Problem Description:

Beelzemon gives you two integers 1 <= k <= n <= 20.
It wants to know if you can split a set
{a | -(2**n) <= a <= (2**n) - 1}
into two sets A, B s.t. |A| = |B| and
sum({a**k | a in A}) = sum({b**k | b in B}).
Give Beelzemon either A or B to save your life. (separate the numbers by space)

Basically the server will repeated send you a number n and a number k. Then you need to partition the set [- 2^n , 2^n) into two sets that has the same cardinality, and so that for each set, if you raise all the elements in it to a power of k, and then sum them, the sum is the same for both sets.

This is a special case of the famous Partition Problem, which is well known to be NP-Hard. This implies that this special case will not be NP-Hard because the problem size can be as large as 2²¹.

I spend quite an amount of time drawing on the whiteboard and eventually I figured out that, give the solution to n=x, k=x, I can efficiently generate the solution of n=x+1, k=x+1. Also using a similar technique, given the solution of n=k, I can easily generate the solution of n>k. And most importantly, although this problem is looking for the power sum to be the same, I can do all these without a single power or sum operation!

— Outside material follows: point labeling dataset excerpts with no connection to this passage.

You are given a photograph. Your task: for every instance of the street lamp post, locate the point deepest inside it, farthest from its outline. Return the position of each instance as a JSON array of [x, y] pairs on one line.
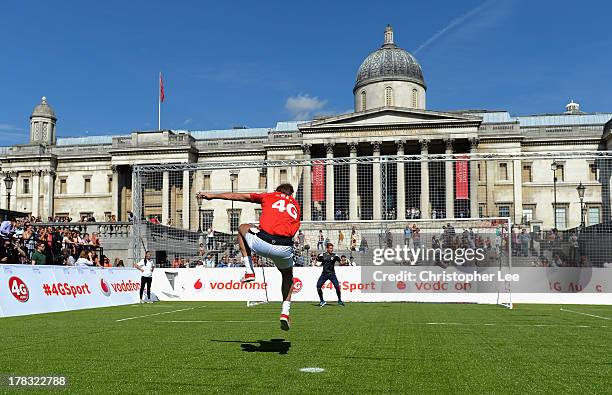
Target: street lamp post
[[581, 189], [554, 167], [200, 198], [233, 178], [8, 183]]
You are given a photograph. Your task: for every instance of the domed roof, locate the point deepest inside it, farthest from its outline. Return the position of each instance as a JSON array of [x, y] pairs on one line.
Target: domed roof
[[389, 63], [43, 110]]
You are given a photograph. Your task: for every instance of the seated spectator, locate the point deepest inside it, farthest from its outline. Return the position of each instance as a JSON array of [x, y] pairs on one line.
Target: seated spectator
[[39, 257], [83, 260]]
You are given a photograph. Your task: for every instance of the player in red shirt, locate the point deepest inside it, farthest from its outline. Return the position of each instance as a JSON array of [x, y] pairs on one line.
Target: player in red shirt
[[273, 239]]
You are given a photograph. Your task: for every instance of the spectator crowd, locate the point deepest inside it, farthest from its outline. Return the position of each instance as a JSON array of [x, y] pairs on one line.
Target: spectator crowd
[[24, 242]]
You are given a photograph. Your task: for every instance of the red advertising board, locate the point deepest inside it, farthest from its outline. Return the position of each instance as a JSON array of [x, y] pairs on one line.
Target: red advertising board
[[318, 181], [461, 179]]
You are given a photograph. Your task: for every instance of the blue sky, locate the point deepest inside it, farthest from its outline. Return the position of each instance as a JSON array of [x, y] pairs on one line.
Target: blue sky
[[255, 63]]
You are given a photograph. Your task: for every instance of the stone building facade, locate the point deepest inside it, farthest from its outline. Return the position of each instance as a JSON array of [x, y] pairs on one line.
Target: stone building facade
[[81, 176]]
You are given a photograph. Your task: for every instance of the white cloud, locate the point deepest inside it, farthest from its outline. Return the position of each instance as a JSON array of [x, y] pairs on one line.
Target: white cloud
[[303, 106], [455, 23]]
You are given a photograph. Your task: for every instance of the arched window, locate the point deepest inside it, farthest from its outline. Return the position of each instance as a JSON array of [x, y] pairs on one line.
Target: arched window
[[388, 96]]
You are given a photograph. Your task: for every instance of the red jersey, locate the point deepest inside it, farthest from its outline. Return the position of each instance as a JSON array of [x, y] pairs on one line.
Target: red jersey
[[280, 213]]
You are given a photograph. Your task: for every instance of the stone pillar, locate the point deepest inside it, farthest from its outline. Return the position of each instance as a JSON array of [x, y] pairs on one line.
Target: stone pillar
[[186, 199], [376, 186], [449, 176], [307, 185], [50, 181], [490, 168], [474, 179], [165, 197], [518, 191], [425, 205], [329, 184], [36, 192], [353, 197], [401, 183], [115, 192]]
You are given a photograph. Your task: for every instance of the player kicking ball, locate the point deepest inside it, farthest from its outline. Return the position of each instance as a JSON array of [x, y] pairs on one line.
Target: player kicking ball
[[273, 239], [328, 260]]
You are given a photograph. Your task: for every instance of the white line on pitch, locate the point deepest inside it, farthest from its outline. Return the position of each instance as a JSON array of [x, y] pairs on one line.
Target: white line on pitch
[[151, 315], [590, 315], [503, 324], [212, 321]]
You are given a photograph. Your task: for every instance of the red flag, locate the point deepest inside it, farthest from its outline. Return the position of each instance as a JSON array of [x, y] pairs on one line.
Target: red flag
[[161, 88]]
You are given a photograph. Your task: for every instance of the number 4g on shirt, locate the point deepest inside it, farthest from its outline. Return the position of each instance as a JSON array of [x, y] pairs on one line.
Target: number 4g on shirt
[[280, 213]]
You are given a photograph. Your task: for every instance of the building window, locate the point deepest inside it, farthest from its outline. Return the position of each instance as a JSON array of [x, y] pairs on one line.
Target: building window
[[26, 186], [527, 175], [528, 214], [388, 96], [560, 172], [593, 216], [561, 217], [503, 171], [481, 210], [234, 218], [207, 185], [592, 172], [206, 219]]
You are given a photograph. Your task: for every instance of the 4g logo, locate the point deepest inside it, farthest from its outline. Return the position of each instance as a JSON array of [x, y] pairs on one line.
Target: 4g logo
[[19, 289]]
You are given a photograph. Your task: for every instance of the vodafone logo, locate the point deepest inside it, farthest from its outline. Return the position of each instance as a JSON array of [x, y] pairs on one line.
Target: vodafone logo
[[104, 287], [297, 285], [19, 289]]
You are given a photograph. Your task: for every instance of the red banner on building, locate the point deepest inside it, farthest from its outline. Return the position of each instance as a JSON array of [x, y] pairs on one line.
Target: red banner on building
[[318, 181], [461, 179]]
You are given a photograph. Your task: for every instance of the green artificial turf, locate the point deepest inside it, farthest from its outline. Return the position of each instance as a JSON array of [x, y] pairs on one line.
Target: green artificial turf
[[363, 347]]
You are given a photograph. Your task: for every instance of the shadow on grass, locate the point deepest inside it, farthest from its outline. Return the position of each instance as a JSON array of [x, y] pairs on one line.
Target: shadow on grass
[[279, 346]]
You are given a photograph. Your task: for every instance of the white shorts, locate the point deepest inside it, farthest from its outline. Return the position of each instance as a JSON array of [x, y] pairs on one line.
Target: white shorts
[[282, 256]]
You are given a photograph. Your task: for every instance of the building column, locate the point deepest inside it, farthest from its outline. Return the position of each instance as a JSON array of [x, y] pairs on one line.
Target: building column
[[115, 193], [401, 183], [36, 192], [186, 199], [425, 205], [517, 165], [353, 197], [165, 197], [329, 184], [449, 176], [307, 185], [474, 179], [50, 181], [376, 183]]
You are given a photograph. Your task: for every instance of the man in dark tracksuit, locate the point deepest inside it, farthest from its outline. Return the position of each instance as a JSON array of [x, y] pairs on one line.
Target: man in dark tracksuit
[[328, 260]]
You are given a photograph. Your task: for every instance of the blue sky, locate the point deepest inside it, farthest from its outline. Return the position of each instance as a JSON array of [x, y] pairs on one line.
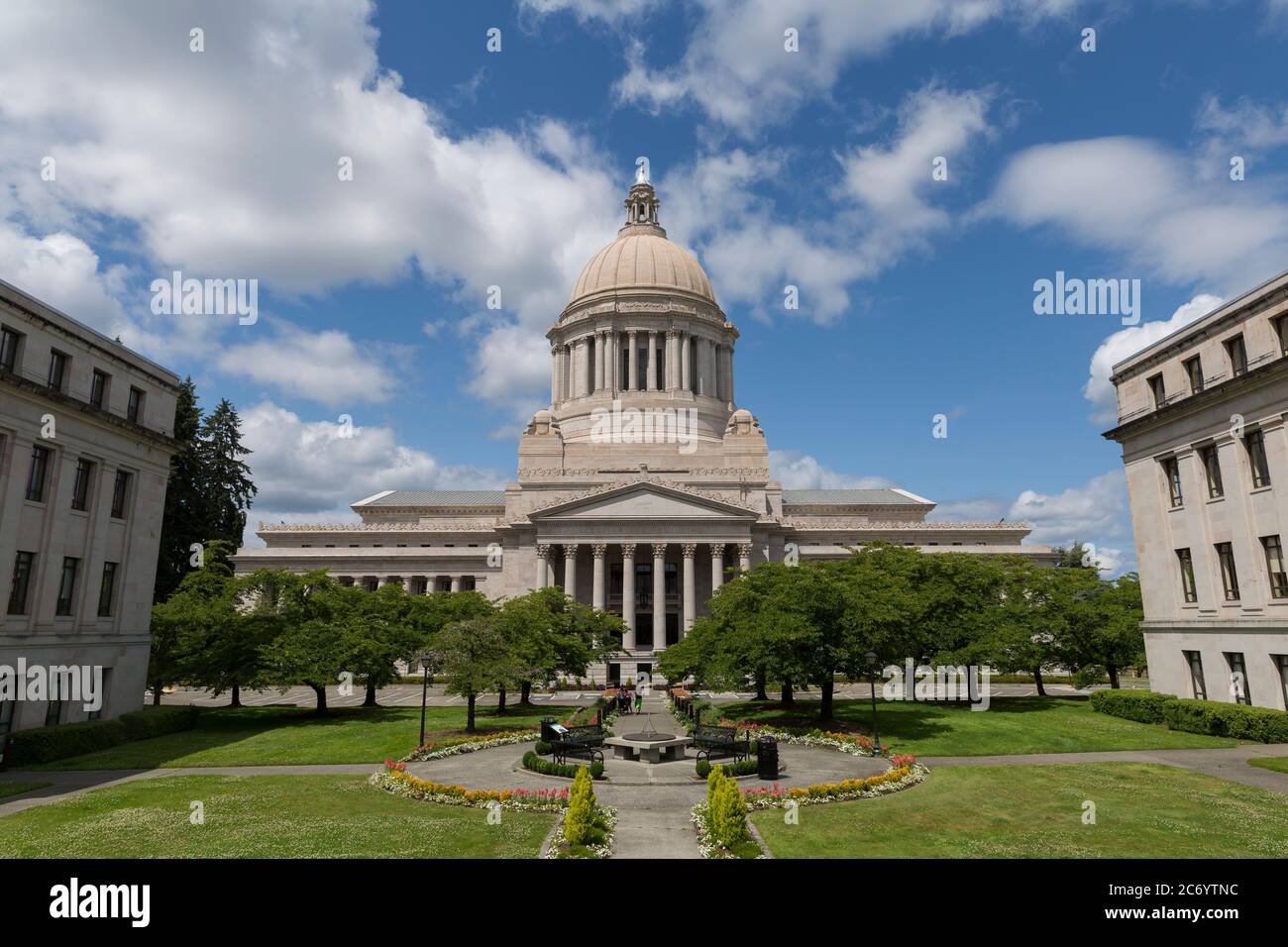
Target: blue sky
[[477, 167]]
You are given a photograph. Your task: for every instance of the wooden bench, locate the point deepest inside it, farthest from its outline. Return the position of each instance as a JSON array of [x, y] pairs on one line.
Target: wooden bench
[[716, 742]]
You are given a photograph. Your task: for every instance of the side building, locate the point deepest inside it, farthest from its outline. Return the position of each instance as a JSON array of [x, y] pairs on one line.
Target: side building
[[1201, 421], [85, 445]]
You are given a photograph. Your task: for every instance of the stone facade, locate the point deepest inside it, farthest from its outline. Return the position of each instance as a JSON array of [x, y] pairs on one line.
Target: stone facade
[[642, 483], [1202, 429], [85, 444]]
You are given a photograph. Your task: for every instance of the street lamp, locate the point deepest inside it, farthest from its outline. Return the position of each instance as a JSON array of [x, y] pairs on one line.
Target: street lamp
[[429, 661], [871, 657]]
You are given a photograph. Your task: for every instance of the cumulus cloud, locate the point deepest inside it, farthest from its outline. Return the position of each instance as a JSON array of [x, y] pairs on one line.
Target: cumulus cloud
[[1127, 342]]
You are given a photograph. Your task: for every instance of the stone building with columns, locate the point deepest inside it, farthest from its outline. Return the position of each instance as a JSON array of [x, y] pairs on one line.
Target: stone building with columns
[[643, 486]]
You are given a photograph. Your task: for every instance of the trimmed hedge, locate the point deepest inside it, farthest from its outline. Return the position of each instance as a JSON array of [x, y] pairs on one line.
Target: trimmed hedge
[[567, 770], [50, 744], [1237, 720], [1142, 706]]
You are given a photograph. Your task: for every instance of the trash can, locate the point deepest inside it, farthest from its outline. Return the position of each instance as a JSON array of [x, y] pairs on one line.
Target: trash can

To make things easier to understand and easier to prove, we shift the range to all non-negative integers first, and we will show that the partition still holds when you shift it back to half negative half non-negative.

The solution for n=1, k=1 is trivial. Let A, B denote the two sets.

// n = 1, k = 1
A = {0, 3}
B = {1, 2}

To generate the solution for n=2, k=2, we take every element in B, add 4 to it and append it to A. Then we take every element in the original set A (before appending), add 4 to it and append it to set B. And we just got the solution for n=2, k=2! (You can verify that.)

// n = 2, k = 2
A = {0, 3, 5, 6}
B = {1, 2, 4, 7}

Likewise, we can get the solution for n=3, k=3 by doing the same thing but instead of adding 4, we add 8 to each element to be appended.

// n = 3,  k = 3
A = {0, 3, 5, 6, 9, 10, 12, 15}
B = {1, 2, 4, 7, 8, 11, 13, 14}

In general, given solution for n=x, k=x, we can easily generate the solution of n=x+1, k=x+1 by adding 2^(x+1) to each element of the other set and append them to this set.

This is a proof for that:

You cannot type LaTeX on Medium, might as well just handwrite.

Following a similar technique, you can prove that if you have a partition for [0, 2^(n+1)), when you shift it left to [-2^n, 2^n), it is still a valid partition. (You can prove that by shifting 1 by 1 and do induction on it.)

Now we can generate all solutions to n=k for 1 ≤ n ≤ 20. We can generate solution to n=k+1 by taking the solution to n=k, and for each set, take each of the elements, add 2^(k+1) to it and append it to the set itself.

For example, given solution to n=2, k=2, we can generate n=3, k=2:

// n = 3, k = 2
A = {0, 3, 5, 6, 8, 11, 13, 14}
B = {1, 2, 4, 7, 9, 10, 12, 15}

Repeating this method we can generate all solutions for n>k! You can prove this by using a similar technique as the proof above.

Now we are able to generate all solutions to the challenge without doing a single powering or summing on the elements!

The code that we used to obtain the flag, it only takes 9 seconds to get the flag. That’s because I pre-computed all solutions for 1 ≤ n=k ≤20. It turns out that the maximum n that the server gives is only 16, if I compute n=k cases on demand and do memoization, it returns the flag in less than 3 seconds.